Já transformado em elogio da vassalagem, o que deveria ser o discurso de vitória afagou no verso seguinte o Primeiro Casal: "O presidente e a primeira-dama, dona Marisa, foram meus apoiadores", arrojou-se ao chão o prefeito eleito. Como Marisa Letícia da Silva não vota no Rio, nem deu as caras durante a campanha, pode-se deduzir que a mulher de Lula ainda não perdoou o feroz parlamentar que, na bancada tucana da CPI dos Correios, acusou seu marido de delinqüente e tentou colocar no banco dos réus o primogênito Lulinha. As súplicas contidas na carta sigilosa enviada a Marisa não surtiram o efeito desejado. Mas Paes não vai desistir.

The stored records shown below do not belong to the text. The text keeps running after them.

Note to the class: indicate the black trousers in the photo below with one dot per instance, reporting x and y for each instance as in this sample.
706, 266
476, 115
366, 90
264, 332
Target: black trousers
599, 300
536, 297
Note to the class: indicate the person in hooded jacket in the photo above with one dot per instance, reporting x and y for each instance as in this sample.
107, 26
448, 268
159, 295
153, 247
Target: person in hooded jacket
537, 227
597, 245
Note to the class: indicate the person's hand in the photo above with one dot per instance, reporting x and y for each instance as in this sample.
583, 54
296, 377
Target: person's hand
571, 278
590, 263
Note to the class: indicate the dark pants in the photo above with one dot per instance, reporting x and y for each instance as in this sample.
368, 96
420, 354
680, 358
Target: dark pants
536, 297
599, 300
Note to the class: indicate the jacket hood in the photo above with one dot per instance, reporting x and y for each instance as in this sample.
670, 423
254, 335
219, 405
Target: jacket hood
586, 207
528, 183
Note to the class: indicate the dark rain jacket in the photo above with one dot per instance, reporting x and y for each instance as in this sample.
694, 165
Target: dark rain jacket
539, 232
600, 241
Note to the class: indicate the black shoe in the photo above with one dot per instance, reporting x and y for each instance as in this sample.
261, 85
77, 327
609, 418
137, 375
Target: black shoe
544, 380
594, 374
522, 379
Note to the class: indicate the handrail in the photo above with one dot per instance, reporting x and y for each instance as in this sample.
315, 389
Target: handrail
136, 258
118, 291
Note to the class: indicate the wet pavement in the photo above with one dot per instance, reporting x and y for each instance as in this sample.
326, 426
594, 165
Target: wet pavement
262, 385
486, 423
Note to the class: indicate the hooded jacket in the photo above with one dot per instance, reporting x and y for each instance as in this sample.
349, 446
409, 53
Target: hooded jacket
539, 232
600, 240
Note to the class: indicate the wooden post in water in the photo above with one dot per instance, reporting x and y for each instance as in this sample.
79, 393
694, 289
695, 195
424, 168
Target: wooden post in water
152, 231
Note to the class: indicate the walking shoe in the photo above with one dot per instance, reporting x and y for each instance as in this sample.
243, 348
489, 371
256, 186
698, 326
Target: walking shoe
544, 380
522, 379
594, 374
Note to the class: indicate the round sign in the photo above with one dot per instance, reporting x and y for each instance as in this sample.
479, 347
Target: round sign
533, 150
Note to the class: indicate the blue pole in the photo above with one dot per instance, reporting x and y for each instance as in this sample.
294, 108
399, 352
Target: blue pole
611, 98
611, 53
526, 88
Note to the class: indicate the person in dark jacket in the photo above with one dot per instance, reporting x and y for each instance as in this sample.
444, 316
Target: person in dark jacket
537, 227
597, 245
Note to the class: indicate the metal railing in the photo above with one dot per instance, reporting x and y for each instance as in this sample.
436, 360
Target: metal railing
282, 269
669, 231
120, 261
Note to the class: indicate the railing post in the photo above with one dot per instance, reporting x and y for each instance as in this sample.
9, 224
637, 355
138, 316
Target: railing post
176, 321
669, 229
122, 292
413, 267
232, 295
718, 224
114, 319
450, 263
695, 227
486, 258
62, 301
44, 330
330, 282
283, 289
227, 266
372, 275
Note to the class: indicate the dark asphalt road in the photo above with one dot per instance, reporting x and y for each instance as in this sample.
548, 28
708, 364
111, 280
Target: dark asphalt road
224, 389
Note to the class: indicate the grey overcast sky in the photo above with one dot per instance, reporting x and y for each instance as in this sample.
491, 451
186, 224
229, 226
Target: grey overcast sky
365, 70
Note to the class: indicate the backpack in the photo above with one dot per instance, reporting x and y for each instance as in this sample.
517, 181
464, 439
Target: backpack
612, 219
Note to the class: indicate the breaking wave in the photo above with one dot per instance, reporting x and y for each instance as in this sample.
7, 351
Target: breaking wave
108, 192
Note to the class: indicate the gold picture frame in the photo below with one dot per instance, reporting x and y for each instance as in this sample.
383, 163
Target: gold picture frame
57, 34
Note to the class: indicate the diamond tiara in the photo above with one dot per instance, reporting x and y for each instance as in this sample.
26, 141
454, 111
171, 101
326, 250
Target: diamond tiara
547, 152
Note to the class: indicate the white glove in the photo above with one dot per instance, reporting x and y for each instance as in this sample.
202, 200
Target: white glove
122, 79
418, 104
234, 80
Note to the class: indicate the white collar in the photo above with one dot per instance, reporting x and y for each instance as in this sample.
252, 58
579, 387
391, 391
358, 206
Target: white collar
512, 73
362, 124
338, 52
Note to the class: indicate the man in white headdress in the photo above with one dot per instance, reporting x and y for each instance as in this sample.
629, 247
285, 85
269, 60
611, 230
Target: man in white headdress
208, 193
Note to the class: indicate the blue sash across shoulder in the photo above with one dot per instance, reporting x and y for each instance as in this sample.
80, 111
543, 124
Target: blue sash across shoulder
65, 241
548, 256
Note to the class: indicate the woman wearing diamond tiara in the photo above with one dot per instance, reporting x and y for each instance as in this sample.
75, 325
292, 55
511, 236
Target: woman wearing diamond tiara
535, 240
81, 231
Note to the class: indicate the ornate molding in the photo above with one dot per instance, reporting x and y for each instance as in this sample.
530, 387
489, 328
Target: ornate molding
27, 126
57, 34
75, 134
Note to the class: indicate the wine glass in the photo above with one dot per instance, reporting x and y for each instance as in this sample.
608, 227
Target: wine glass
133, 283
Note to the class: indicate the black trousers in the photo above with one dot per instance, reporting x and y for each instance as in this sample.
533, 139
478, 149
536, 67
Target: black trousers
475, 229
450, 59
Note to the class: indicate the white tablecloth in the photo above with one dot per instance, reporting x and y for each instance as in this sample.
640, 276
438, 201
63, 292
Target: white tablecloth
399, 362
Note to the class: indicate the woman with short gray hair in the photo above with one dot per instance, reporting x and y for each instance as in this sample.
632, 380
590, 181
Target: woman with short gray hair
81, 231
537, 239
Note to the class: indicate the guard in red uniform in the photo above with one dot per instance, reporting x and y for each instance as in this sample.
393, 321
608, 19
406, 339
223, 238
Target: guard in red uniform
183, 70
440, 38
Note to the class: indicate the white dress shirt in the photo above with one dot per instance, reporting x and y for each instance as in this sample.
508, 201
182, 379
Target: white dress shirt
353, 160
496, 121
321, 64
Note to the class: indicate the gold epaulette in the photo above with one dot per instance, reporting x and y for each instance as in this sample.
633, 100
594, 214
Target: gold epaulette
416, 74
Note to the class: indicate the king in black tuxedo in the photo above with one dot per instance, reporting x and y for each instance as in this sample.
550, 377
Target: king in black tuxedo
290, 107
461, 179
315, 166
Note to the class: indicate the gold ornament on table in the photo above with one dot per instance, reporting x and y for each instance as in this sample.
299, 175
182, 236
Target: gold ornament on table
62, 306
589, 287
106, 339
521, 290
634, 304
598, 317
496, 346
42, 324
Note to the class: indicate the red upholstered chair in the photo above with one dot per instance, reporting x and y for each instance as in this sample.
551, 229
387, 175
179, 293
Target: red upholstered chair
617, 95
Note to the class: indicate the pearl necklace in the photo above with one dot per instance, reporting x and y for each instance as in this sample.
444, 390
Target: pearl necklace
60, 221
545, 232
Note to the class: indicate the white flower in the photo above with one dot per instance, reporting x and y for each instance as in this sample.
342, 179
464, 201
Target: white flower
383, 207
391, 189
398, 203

Ao longo da semana, ele deixou claro que topa qualquer humilhação para redimir-se do que virou pecado. Na quinta-feira, ao sair da audiência com Lula no Planalto, fez de conta que o mensalão nunca existiu. Horas depois, ao percorrer o Congresso em companhia do governador Sérgio Cabral, ouviu a ordem do padrinho quando a dupla topou com o senador José Sarney: "Cumprimenta o nosso mestre, beija a mão dele". Com amáveis tapinhas na mão de Paes, Sarney impediu que se consumasse o gesto indecoroso.

Se não conseguir ficar de pé antes da posse, o prefeito eleito se transformará no primeiro a governar o Rio de joelhos.